"I remember thinking when I started as a research assistant that this was my dream job. Now sometimes it seems more like a nightmare - if only I could sleep."
This is the view of a research fellow at a post-1992 institution, one of the 71 academics who participated in a study on the impact of recent developments in policy on research and researchers in higher education.
The findings, based on email interviews with academics working across the UK, reveal widespread anxiety about increased pressure and workloads, which respondents attribute primarily to universities' determination to maximise their performance in the upcoming 2014 research excellence framework.
Barbara Read, a senior lecturer in education at the University of Roehampton and one of the co-authors of the report, said the pressure is felt particularly keenly by female respondents and those at pre-1992 universities.
But a shortage of time for conducting research is a bugbear of most respondents regardless of gender or affiliation.

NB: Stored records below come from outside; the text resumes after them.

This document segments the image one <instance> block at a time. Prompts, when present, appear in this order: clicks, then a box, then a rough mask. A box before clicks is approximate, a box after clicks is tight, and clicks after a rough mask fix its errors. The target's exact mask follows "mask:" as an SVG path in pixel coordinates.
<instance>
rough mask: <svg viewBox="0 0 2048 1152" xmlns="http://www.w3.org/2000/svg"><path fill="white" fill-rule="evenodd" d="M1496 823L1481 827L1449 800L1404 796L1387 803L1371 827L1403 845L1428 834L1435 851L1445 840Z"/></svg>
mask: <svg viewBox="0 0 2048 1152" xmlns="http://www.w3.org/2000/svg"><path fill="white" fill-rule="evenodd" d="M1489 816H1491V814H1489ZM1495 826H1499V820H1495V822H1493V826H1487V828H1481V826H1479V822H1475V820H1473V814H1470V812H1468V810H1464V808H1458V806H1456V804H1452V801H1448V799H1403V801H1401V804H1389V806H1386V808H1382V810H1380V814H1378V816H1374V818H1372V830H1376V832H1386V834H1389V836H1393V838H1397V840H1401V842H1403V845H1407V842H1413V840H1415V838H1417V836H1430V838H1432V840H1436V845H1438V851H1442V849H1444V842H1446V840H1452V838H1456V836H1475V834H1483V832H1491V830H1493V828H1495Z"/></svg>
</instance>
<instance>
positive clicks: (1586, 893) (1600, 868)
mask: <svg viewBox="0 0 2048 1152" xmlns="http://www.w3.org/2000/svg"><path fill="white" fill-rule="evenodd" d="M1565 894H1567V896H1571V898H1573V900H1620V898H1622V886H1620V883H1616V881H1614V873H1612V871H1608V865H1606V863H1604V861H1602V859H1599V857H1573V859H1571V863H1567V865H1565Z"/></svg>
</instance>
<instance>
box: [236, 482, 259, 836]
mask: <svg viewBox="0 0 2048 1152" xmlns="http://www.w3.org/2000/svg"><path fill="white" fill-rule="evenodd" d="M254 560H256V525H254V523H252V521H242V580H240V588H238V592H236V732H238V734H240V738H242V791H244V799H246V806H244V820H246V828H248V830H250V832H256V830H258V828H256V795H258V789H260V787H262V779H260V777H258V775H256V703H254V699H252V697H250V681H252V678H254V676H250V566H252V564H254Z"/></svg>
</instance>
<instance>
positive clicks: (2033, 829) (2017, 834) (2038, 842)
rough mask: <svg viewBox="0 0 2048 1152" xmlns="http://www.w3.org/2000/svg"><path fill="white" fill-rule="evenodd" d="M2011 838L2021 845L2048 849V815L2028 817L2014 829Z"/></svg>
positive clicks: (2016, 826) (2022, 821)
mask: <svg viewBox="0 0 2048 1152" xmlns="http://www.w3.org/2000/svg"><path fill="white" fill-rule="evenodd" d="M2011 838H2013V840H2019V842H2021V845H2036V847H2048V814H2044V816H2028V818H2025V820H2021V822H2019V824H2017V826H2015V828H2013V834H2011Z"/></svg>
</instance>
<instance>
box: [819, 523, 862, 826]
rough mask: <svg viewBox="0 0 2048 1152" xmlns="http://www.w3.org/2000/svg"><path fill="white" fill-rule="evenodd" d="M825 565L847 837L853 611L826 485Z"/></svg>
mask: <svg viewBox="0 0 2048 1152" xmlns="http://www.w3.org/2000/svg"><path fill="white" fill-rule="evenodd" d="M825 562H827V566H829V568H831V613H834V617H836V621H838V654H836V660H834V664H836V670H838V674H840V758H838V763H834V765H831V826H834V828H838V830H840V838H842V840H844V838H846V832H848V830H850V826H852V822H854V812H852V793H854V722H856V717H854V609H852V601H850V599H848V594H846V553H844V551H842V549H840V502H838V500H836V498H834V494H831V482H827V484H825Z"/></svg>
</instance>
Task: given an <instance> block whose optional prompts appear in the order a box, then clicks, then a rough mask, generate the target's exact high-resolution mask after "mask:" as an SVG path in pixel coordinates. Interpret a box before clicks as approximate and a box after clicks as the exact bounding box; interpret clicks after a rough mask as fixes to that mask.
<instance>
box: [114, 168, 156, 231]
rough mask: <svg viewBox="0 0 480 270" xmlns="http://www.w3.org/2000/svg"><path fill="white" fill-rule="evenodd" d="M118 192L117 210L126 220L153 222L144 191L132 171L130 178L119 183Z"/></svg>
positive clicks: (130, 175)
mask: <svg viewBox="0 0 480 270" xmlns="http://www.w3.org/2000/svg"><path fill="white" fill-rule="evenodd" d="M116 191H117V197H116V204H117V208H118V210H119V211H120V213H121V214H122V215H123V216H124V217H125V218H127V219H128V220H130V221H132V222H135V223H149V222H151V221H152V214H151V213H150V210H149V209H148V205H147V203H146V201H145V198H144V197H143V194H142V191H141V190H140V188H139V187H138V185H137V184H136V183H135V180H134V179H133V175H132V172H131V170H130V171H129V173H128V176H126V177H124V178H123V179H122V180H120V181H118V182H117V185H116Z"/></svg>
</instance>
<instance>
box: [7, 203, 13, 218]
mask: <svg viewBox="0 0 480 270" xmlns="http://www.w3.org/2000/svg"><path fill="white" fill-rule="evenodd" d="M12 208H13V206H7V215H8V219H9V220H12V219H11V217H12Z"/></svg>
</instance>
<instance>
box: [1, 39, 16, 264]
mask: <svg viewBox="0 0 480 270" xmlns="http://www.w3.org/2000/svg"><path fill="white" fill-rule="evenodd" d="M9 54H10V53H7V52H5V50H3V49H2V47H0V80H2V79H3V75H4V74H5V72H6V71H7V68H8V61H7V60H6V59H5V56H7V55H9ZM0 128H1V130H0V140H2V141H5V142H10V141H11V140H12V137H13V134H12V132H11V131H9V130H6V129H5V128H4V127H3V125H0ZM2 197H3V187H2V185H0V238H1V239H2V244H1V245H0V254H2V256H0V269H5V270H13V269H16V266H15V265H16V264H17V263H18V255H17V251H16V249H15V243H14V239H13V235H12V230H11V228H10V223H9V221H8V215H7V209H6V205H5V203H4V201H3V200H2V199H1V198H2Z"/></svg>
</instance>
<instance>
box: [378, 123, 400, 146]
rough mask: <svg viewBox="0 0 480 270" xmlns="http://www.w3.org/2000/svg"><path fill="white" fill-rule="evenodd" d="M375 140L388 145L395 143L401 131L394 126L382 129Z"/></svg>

Presenting the findings last week at an event hosted by the Society for Research into Higher Education, the project's funder, Dr Read quoted a female senior research fellow at a pre-1992 institution, who says: "Research has become [something] private, [carried out] in my own time, paid for by me: very tiring, stressful and depressing."
A female reader at a pre-1992 university adds: "If anyone else shows me a list of the top 4* journals in the belief that I will go away and miraculously get a 4* paper for the REF I will scream!"
Some respondents envisage leaving either their institution or the academy altogether, or moving voluntarily on to teaching-only contracts.
Respondents also express concerns about the increased tensions that can arise when research stars are perceived to be favoured with departmental resources.
However, most say that their immediate research environment has become more collaborative - possibly as a result of the perception that departments are now judged as collectives by the REF and its recent predecessors.
A handful of respondents welcome the modern emphasis on publication. One says: "In 1973, if you published you were seen as selfish and ambitious: especially negative things to be said about a woman. [Now] anyone who can publish is seen as a good egg and a contributor to the overall effort."
According to Carole Leathwood, professor of education at London Metropolitan University and another co-author of the report, respondents worry that increased concentration of funding could lead to a narrowing of research agendas and the exclusion of early career academics and radical ideas by an "old boys' club" of established senior researchers.
"We all want to do excellent research but there isn't a level playing field in terms of who has power to define what that is: that kind of comment came up again and again," Professor Leathwood said.
Respondents also fear that the impact agenda could distort research priorities. However, Professor Leathwood said this was the recent trend in research policy that received the most support.